[GitHub] [bookkeeper] dlg99 opened a new issue, #3734: RocksDB: segfault in org.rocksdb.WriteBatch::delete called from org.apache.bookkeeper.bookie.storage.ldb.EntryLocationIndex#removeOffsetFromDeletedLedgers

GitBox Wed, 11 Jan 2023 13:50:56 -0800


dlg99 opened a new issue, #3734:
URL: https://github.com/apache/bookkeeper/issues/3734

**BUG REPORT**

***Describe the bug***

A prod server crashed because of the segfault in the RocksDB.
Unfortunately, the crash dump is lost. Logs point to
org.rocksdb.WriteBatch::delete called from
org.apache.bookkeeper.bookie.storage.ldb.EntryLocationIndex#removeOffsetFromDeletedLedgers

It is hard to pinpoint the issue / match it to a specific rocksDB bug
without the crash dump.
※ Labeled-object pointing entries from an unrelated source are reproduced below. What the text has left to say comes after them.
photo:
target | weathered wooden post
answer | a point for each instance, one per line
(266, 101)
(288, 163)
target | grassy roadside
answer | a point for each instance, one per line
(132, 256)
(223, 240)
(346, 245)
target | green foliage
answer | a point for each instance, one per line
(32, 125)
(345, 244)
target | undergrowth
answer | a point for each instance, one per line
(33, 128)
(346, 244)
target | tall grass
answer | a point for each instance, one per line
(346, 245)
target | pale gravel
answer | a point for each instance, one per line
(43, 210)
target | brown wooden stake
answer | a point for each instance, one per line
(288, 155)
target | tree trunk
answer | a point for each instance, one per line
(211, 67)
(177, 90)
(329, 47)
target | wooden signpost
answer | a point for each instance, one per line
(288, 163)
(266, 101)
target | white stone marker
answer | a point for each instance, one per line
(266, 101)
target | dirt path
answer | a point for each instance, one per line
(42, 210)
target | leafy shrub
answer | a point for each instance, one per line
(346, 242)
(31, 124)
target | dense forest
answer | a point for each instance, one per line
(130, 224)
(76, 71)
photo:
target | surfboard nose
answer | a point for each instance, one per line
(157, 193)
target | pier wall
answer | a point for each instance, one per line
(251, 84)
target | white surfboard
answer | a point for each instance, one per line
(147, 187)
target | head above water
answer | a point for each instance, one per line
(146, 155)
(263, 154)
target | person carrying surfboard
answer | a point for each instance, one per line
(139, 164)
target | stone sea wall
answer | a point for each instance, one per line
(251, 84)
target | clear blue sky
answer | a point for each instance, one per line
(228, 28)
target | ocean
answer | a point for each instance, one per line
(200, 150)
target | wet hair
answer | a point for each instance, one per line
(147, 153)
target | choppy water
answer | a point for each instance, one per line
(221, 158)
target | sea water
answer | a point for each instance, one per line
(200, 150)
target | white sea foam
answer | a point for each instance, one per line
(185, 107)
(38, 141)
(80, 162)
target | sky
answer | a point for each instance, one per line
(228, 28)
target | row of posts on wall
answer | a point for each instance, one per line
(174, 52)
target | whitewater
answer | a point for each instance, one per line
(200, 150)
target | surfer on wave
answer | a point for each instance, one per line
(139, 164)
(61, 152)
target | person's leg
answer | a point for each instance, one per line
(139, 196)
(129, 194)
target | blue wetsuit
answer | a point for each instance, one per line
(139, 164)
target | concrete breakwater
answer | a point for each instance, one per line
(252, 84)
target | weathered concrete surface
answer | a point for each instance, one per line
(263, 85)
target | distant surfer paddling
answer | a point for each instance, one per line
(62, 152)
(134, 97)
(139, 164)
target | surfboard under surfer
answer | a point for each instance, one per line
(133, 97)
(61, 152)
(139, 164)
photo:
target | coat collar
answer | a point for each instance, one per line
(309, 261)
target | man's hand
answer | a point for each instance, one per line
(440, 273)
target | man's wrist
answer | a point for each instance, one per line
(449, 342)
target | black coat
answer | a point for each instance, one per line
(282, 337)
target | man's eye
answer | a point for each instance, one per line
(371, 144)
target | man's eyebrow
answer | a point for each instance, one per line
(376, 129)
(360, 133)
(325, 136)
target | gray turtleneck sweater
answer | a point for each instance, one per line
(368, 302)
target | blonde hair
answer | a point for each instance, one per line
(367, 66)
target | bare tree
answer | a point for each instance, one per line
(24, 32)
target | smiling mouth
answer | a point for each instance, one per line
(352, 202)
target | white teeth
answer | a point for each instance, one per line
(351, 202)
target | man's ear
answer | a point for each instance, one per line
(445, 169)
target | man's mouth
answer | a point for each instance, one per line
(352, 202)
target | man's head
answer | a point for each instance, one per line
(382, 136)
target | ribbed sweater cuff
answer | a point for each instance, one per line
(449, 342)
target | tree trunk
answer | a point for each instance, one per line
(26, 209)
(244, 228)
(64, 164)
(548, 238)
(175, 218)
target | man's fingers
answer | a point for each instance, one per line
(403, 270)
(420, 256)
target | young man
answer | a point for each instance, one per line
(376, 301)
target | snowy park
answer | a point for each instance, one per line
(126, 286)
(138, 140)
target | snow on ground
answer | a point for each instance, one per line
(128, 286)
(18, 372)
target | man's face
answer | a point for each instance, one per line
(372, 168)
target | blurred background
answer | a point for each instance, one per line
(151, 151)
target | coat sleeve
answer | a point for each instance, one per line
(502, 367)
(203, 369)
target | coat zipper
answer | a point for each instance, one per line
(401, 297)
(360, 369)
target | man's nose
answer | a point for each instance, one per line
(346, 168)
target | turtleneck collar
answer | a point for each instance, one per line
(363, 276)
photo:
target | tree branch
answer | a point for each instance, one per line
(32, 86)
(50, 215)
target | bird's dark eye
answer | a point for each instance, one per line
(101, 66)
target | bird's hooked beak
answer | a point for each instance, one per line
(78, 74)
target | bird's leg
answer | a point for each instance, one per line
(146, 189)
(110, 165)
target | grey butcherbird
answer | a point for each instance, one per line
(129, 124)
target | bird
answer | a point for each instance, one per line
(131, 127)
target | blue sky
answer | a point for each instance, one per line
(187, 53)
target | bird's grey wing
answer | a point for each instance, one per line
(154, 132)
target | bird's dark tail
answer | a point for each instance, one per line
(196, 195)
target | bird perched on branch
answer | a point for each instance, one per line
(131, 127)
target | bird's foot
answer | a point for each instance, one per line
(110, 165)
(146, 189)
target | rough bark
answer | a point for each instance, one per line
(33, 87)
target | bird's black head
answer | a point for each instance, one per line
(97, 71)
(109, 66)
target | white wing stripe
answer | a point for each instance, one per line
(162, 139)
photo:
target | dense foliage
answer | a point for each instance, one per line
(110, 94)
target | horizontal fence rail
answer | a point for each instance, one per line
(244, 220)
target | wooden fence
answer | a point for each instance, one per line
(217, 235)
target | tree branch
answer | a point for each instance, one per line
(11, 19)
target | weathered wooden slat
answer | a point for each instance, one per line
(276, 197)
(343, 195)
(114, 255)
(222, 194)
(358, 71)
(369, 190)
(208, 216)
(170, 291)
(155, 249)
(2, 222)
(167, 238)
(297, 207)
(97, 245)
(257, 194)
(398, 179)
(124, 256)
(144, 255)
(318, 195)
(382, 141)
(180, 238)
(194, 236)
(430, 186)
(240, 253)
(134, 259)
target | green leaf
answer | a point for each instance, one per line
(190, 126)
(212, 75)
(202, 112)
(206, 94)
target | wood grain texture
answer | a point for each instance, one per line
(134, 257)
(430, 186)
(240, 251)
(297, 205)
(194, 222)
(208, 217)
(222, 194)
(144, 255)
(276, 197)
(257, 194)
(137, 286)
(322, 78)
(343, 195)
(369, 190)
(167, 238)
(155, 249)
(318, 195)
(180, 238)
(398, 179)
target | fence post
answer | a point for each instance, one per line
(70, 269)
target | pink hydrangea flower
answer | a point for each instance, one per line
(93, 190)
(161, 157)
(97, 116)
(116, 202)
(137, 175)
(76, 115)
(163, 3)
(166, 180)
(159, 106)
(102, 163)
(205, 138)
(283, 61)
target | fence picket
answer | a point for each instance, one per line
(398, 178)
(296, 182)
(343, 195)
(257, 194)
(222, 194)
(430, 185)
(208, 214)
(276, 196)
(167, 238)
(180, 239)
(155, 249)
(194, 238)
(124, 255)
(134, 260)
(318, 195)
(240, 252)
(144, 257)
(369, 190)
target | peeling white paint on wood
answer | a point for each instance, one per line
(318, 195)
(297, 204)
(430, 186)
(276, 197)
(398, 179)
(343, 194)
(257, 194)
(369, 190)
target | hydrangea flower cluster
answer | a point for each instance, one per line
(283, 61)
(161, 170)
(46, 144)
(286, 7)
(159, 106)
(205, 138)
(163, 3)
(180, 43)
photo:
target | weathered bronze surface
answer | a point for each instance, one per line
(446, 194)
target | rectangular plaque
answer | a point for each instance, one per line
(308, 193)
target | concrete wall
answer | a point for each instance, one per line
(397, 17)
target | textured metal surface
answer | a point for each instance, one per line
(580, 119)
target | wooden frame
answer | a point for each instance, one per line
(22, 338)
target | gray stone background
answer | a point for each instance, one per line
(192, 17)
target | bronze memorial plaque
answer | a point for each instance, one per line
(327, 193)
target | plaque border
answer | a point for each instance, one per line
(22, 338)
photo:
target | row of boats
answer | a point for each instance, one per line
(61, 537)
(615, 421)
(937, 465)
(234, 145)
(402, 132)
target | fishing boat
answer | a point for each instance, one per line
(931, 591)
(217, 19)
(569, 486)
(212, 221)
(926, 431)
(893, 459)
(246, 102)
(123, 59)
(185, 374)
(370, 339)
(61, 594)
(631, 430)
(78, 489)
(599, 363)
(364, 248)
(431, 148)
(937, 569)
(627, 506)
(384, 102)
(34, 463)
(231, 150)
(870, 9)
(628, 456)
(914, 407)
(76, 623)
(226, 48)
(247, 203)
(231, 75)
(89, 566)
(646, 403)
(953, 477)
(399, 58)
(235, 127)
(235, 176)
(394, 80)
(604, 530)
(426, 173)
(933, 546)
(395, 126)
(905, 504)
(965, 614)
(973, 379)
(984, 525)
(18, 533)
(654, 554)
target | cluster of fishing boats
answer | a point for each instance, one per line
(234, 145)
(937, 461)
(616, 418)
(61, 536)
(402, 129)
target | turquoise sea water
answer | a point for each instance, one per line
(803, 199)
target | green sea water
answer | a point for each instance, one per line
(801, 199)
I cannot repro the problem in unit test and even if I
repro it I won't know if that's the exact problem.

So far the crash happened only one time, roughly the timing and code
correlate with upgrade to a (internal) version (BK 4.14.x uses rocksdb 6.16.4)
with change bringing the use of range deletion w/rocksDB
https://github.com/apache/bookkeeper/pull/3653

After some research I have a gut feeling that the problem is related to fix
of "a bug in iterator refresh which could segfault for DeleteRange users"
https://github.com/facebook/rocksdb/pull/10739
This should be included into RocksDB 7.8.0, I do not see it in 6.x versions.
Instead i see 6.29.0 has "Added API warning against using Iterator::Refresh()
together with DB::DeleteRange(), which are incompatible and have always risked
causing the refreshed iterator to return incorrect results."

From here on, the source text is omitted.